1 Il fallait déposer une demande auprès de l’OFAS pour un nouveau produit d’assurance. Celui-ci examinait les documents et donnait en principe son accord.

L’acte de charité de la CMCS

Le deuxième produit d’assurance que la CMCS lança en 1914 en même temps que l’assurance des soins pour adultes doit plutôt être considéré comme un geste caritatif: l’assurance pour enfants. Elle prenait en charge les frais de médecin et d’hospitalisation des enfants et était considérée par le président comme un «sacrifice du point de vue de la protection sociale des familles ouvrières chrétiennes». Il s’agissait réellement d’un sacrifice. Cette assurance connut certes une évolution florissante, mais uniquement par rapport à l’augmentation de l’effectif de ses membres. La caisse ne tarda pas à enregistrer d’immenses déficits, ce qui entraîna la fusion de la caisse pour enfants avec la caisse générale après seulement dix ans.
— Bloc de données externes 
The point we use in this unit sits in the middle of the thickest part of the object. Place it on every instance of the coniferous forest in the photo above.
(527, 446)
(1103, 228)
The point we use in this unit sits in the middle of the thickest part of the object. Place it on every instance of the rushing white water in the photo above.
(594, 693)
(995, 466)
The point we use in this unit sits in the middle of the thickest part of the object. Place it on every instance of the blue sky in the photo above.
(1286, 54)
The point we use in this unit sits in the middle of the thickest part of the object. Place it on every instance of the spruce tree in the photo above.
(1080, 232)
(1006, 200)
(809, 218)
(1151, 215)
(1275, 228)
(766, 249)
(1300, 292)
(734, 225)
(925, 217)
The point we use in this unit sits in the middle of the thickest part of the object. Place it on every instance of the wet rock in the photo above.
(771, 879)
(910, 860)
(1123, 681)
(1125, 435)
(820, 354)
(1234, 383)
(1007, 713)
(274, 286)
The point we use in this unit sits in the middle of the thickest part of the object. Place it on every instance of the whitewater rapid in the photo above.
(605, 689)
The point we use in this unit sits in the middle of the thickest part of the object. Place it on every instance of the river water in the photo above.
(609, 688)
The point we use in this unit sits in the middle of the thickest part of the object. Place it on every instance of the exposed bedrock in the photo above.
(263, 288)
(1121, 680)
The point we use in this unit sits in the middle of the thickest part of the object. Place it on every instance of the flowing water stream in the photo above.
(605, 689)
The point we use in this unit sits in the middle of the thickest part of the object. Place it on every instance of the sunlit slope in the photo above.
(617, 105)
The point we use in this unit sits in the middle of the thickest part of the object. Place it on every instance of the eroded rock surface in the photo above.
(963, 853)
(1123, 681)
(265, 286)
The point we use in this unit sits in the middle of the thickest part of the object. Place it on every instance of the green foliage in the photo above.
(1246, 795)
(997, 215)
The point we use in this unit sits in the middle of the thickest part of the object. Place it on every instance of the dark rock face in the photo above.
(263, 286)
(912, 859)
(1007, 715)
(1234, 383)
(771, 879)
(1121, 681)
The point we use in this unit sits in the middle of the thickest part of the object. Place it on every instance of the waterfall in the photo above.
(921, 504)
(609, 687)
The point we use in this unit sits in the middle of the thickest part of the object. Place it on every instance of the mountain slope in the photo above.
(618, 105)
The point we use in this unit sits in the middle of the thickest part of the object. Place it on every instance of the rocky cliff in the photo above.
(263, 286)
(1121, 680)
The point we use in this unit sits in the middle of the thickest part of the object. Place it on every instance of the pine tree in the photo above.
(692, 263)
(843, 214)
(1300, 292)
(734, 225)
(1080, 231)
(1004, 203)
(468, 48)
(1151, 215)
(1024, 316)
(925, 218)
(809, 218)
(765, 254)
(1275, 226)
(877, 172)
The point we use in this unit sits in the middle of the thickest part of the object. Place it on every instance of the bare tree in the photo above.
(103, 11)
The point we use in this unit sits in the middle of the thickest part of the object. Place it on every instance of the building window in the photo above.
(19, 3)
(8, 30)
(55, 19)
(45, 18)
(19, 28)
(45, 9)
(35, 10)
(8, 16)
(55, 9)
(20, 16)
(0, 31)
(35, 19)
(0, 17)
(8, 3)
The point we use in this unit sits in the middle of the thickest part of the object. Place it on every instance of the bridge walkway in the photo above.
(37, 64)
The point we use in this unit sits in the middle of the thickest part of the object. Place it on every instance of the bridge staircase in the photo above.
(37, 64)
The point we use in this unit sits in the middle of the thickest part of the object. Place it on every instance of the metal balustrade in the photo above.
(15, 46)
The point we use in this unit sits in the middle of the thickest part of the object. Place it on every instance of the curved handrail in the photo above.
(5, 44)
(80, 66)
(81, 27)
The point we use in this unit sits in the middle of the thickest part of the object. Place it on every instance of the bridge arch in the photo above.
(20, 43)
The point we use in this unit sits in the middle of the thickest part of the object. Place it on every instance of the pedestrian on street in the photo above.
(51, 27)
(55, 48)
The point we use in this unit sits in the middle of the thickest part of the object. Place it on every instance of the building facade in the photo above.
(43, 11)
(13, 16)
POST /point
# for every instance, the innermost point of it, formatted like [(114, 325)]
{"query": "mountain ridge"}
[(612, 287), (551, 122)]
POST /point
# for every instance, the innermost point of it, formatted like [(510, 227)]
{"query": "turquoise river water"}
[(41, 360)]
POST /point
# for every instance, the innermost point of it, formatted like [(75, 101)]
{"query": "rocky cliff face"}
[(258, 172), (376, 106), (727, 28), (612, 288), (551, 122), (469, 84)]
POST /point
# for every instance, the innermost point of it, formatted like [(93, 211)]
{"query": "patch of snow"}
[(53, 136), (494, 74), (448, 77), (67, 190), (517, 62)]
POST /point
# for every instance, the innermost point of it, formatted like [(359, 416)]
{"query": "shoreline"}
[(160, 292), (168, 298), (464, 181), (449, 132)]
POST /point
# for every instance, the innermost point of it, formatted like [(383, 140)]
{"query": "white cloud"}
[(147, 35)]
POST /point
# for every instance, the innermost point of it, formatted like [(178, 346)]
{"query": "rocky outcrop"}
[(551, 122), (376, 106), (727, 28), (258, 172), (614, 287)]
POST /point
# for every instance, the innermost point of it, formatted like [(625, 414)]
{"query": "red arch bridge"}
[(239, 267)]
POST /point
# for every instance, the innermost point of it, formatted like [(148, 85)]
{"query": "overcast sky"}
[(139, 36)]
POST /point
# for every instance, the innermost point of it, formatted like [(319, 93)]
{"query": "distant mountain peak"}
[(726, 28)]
Pour les produits lancés plus tard, on se fia moins à la charité chrétienne qu’à la vérité des chiffres.

Une bonne réputation, mais qui coûte cher

Dans le même temps, le nouveau produit très rentable donna également l’occasion d’examiner de plus près l’assurance de base de la CMCS. Celle-ci avait gonflé au fil des ans. Des prestations qui n’avaient rien à voir avec l’assurance de base étaient prises en charge. Cette pratique commerciale eut longtemps cours dans diverses caisses, du moins jusqu’en 1996, année de l’entrée en vigueur de la nouvelle loi sur l’assurance-maladie avec des directives claires. «La CMCS avait certes la réputation de disposer de prestations généreuses, explique Seppi Barmettler, mais les primes étaient aussi élevées, ce qui porta préjudice à la capacité concurrentielle.» Là encore, Seppi Barmettler fut l’initiateur et le moteur de la transformation fondamentale de l’éventail de produits d’assurance: l’assurance de base fut réduite au minimum prévu par la loi, et tout le reste fut transféré dans le domaine de l’assurance com­plémentaire. Cela marqua d’une part la naissance d’autres assurances complémentaires, parfois lucratives, et, d’autre part, la CSS put proposer des primes compétitives dans l’assurance de base. C’est ainsi qu’elle se démarqua peu à peu pour devenir la plus grande et la plus solide assurance-maladie de Suisse.